Dawn crashed blood-red into a cloudless December sky. High desert in New Mexico's Hidalgo County, Arizona pressing immediately west, the Mexican border only a few miles south.

When I poked up out of my sleeping bag earlier, frost had stiffened my beard and mustache, but the morning climbed quickly warm and calm. I was still a hunter in those days -- javelina this time, a wily desert pig, tough and thorny as the cactus it sometimes relies upon for moisture. For going on three days, I had not seen another human being.

About an hour out, clouds boiled in from the northwest. The temperature plunged. Snow swirled in frenzied whorls. Visibility was down to hardly more than a rifle length. I tried to stay put, let the blizzard blow out, but the wind was ravaging. My only warmth was in movement. By the time I crossed the next arroyo I was lost.
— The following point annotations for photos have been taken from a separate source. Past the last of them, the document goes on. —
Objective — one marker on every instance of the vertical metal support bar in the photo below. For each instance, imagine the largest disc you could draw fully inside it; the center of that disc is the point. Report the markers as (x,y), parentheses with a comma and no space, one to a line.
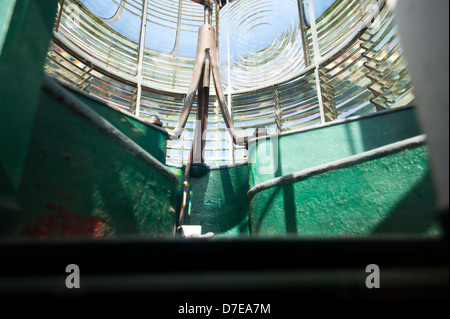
(317,58)
(229,102)
(301,13)
(58,19)
(141,56)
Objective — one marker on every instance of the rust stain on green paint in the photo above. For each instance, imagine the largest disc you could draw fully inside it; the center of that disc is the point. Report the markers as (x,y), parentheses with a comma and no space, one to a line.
(64,224)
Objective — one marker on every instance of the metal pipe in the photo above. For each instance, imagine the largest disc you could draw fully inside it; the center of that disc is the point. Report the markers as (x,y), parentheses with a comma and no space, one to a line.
(208,7)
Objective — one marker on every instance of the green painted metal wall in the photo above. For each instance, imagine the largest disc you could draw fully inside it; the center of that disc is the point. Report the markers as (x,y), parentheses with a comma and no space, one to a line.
(219,201)
(145,135)
(389,195)
(77,181)
(291,153)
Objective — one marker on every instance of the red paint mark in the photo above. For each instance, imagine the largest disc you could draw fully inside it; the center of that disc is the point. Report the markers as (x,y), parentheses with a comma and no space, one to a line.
(64,224)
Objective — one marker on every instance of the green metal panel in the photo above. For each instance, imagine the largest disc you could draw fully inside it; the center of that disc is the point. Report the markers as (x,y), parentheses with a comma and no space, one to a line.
(25,35)
(389,195)
(151,139)
(294,152)
(78,181)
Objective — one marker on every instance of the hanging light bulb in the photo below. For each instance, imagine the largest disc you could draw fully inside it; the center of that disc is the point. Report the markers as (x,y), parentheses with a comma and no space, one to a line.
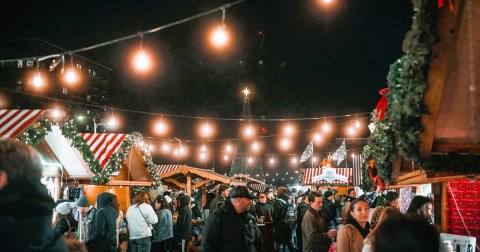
(220,36)
(142,61)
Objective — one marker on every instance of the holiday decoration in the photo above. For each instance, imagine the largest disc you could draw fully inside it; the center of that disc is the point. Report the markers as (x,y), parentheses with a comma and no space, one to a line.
(244,161)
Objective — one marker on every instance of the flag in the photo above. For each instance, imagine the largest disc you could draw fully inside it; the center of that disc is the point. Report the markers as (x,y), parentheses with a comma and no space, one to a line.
(340,153)
(308,152)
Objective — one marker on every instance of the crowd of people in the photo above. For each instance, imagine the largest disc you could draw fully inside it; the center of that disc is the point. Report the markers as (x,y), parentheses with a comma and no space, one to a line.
(231,220)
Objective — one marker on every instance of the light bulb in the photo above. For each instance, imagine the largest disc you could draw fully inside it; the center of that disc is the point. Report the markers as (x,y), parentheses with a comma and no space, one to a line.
(142,61)
(220,37)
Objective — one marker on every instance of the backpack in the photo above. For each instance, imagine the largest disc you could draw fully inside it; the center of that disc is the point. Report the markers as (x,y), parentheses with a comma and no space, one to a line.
(289,214)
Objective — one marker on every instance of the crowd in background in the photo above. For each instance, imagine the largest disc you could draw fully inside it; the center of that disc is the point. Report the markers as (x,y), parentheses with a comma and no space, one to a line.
(233,218)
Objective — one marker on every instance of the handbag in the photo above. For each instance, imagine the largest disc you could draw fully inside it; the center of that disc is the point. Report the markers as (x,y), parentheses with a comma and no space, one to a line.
(151,227)
(71,232)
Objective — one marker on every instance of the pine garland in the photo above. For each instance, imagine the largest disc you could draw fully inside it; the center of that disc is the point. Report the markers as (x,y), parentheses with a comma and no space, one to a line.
(400,129)
(35,134)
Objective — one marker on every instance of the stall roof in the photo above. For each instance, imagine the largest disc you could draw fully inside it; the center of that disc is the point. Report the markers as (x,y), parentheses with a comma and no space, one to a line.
(182,175)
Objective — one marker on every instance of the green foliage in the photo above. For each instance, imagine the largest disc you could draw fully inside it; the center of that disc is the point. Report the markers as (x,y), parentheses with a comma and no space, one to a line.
(35,134)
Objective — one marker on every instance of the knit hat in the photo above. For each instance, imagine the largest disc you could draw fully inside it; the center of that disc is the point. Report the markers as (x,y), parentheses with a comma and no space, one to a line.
(64,207)
(327,194)
(168,199)
(83,202)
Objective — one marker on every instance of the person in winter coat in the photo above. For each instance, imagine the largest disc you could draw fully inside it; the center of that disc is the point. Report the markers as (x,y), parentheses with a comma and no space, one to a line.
(223,193)
(232,227)
(329,210)
(182,231)
(283,230)
(140,218)
(162,240)
(302,208)
(25,205)
(65,221)
(104,237)
(86,218)
(316,236)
For nearly two hours I stumbled, slid and groped over rocks and hardscrabble, through creosote and mesquite, cholla and prickly pear, while the snow piled toward my boot tops and I crushed back images of some other hunter finding my bones there someday. Then, absurdly, I tripped over my own bedroll buried in the snow. I looked up and there was the truck.

Within minutes I had broken camp and was out of there, thanks to the four-wheel-drive pickup, on a track I could no longer see. By the time I hit Lordsburg, an interstate highway town about 60 miles north, the sky was clear as morning, temperature about 70 degrees.

Reading Dayton Duncan's Miles From Nowhere called this little adventure to mind. Hidalgo was one of the counties Duncan visited while researching his enticing tale of America's contemporary frontier. The one thing all the counties had in common was a population of fewer than two people per square mile, the same standard used a hundred years ago to determine when an area was still unsettled enough to be called a frontier. There are 132 of those counties in the lower 48 states, all of them in the West.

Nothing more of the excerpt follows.